Il Pd regala 3 milioni di euro a IsiameD: esposto di Augello, l’Anac si muove

Esplode, violenta, la rabbia sui Social per l’incredibile gesto del Pd che, proprio sotto le feste di Natale, con la complicità dei Verdiniani, ha sfilato dalle tasche degli italiani 3 milioni di euro per regalarli alla società di un ex-democristiano, ex-ministro di un governo D’Alema e poi candidato (trombato) della Margherita. Un vero e proprio scippo, scoperto dall’agenzia di stampa Agi, nella ingenua convinzione che nessuno se ne accorgesse. Già perché il regalo di Natale fatto dal partito di Renzi e dai verdiniani all’ex-diccì schierato poi con Tabacci, era stato mimetizzato fra le pieghe della legge di bilancio con un comma che prevede un contributo di 3 milioni di euro a favore di una società privata chiamata a «promuovere il modello digitale italiano»  la IsiameD, nata come acronimo di Istituto per l’Asia e il Mediterraneo e, poi, curiosamente convertita al digitale lo scorso luglio con il nome di Isiamed Digitale.

L’emendamento, spuntato al Senato e passato senza modifiche alla Camera, era stato voluto dai senatori campani Pietro Langella e Antonio Milo di Alleanza Liberalpopolare-Autonomie per «affermare un modello digitale italiano come strumento di tutela e valorizzazione economica e sociale del made in Italy e della cultura sociale e produttiva della tipicità territoriale» con un «contributo pari a 1.000.000 di euro per ciascuno degli anni 2018, 2019 e 2020».

E guarda caso, fra le migliaia di aziende italiane in grado di maneggiare l’argomento con una certa competenza, anche perché, magari, da più anni sul business, la spunta proprio la IsiameD presieduta da Gian Guido Folloni, ex-esponente della Democrazia cristiana, ex-senatore della Federazione Cristiano Democratica Cdu e del Partito Popolare italiano, ex-deputato e ministro per i rapporti con il Parlamento tra il 1998 e 1999 nel governo D’Alema I.

Folloni, fra le altre cose, è stato dirigente nazionale nel dipartimento esteri della Margherita come responsabile dei rapporti con il mondo arabo.
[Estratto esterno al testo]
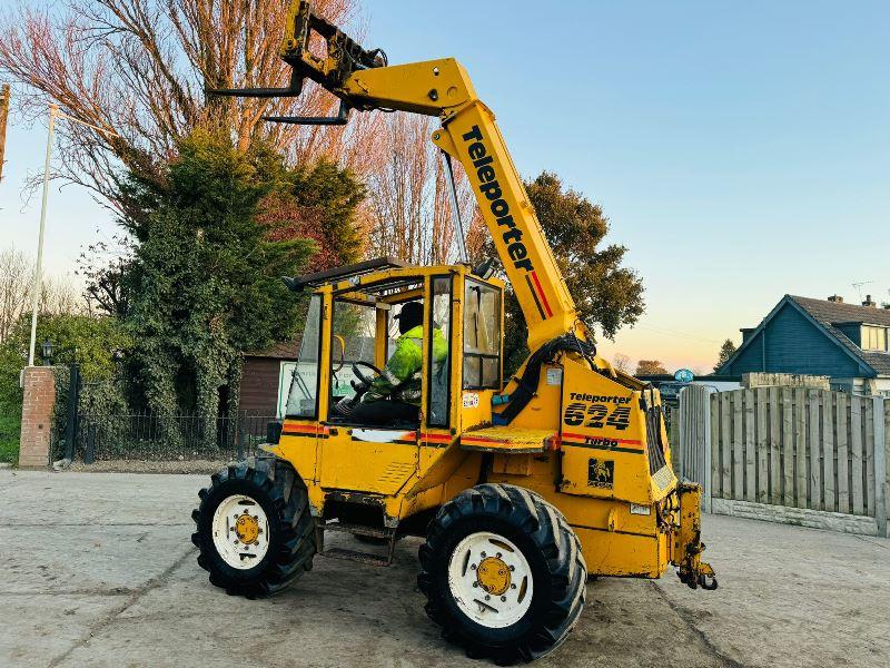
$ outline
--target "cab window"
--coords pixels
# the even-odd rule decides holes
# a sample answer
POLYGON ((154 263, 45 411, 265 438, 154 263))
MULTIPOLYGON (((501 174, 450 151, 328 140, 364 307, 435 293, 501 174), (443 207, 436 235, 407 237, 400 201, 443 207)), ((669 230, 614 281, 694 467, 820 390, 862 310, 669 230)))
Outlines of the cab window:
MULTIPOLYGON (((427 424, 448 426, 451 399, 451 331, 452 331, 452 278, 435 276, 431 284, 433 304, 429 313, 432 322, 427 331, 433 337, 427 342, 429 354, 429 401, 427 424)), ((428 337, 427 337, 428 338, 428 337)))
POLYGON ((472 278, 464 289, 464 389, 501 389, 501 291, 472 278))
POLYGON ((313 420, 318 415, 318 354, 322 344, 322 297, 313 295, 306 315, 306 328, 290 381, 285 414, 313 420))
MULTIPOLYGON (((353 394, 353 365, 374 364, 377 313, 373 304, 335 301, 330 326, 330 395, 336 402, 353 394)), ((365 372, 367 375, 367 371, 365 372)), ((372 373, 373 375, 373 373, 372 373)))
E da questa esperienza è nata appunto la IsiameD proiettata nella diplomazia internazionale fino a quando, a luglio, improvvisamente getta alle ortiche quel modello di business, muta la ragione sociale e inizia a occuparsi di digitale. Come se un salumiere decidesse improvvisamente di mettersi a vendere pattini a rotelle.

La spiega così proprio Folloni: «non bastavano le relazioni tradizionali», il «ritardo accumulato dall’Italia nella infrastruttura digitale» imponeva di «entrare in una nuova economia». Fatto sta che l’esigenza di Folloni incrocia, guarda caso, l’dea dei senatori di Ala, il gruppo di Denis Verdini, Pietro Langella e Antonio Milo. E qui scatta l’assist del Pd, forse in nome della comune radice politica con Folloni. L’emendamento da 3 milioni di euro viene preso in carico dal capogruppo Pd in Commissione Bilancio. L’Agi scopre la magagna. Interpellato, il ministro dello Sviluppo Economico, Carlo Calenda, cade dalle nuvole: «Emendamento parlamentare mai dato parere positivo. Non ne sapevo nulla finché non segnalato da voi. Non ho la più vaga idea di cosa sia. Mi sembra una roba stravagante, a dir poco», scrive su Twitter rispondendo al direttore dell’Agi, l’ex-digital Champion renziano Riccardo Luna. E la Rete, indignata, insorge. Sui Social si parla apertamente di marchetta del Pd all’ex-democristiano ed ex-ministro del governo D’Alema I. La polemica è feroce. All’Anac, l’Autorità Nazionale Anticorruzione, per il momento non sono arrivati i necessari esposti per procedere. Ma il senatore Andrea Augello annuncia: presenterò io l’esposto. Cantone, interpellato, ha fatto sapere che avvierà un’indagine dopo la pausa natalizia per verificare se la questione sia di competenza dell’Autorità e se l’emendamento violi il codice degli appalti.

E il Pd in tutto questo? Con una faccia tosta incredibile il senatore pd Stefano Esposito la spiega così: «Trattasi di marchetta necessaria ad avere i voti per la manovra. Quando non hai i numeri subisci i ricatti dei piccoli gruppi. Il Senato romano era così: basta fare gli indignati». Una sorta di voto di scambio al contrario.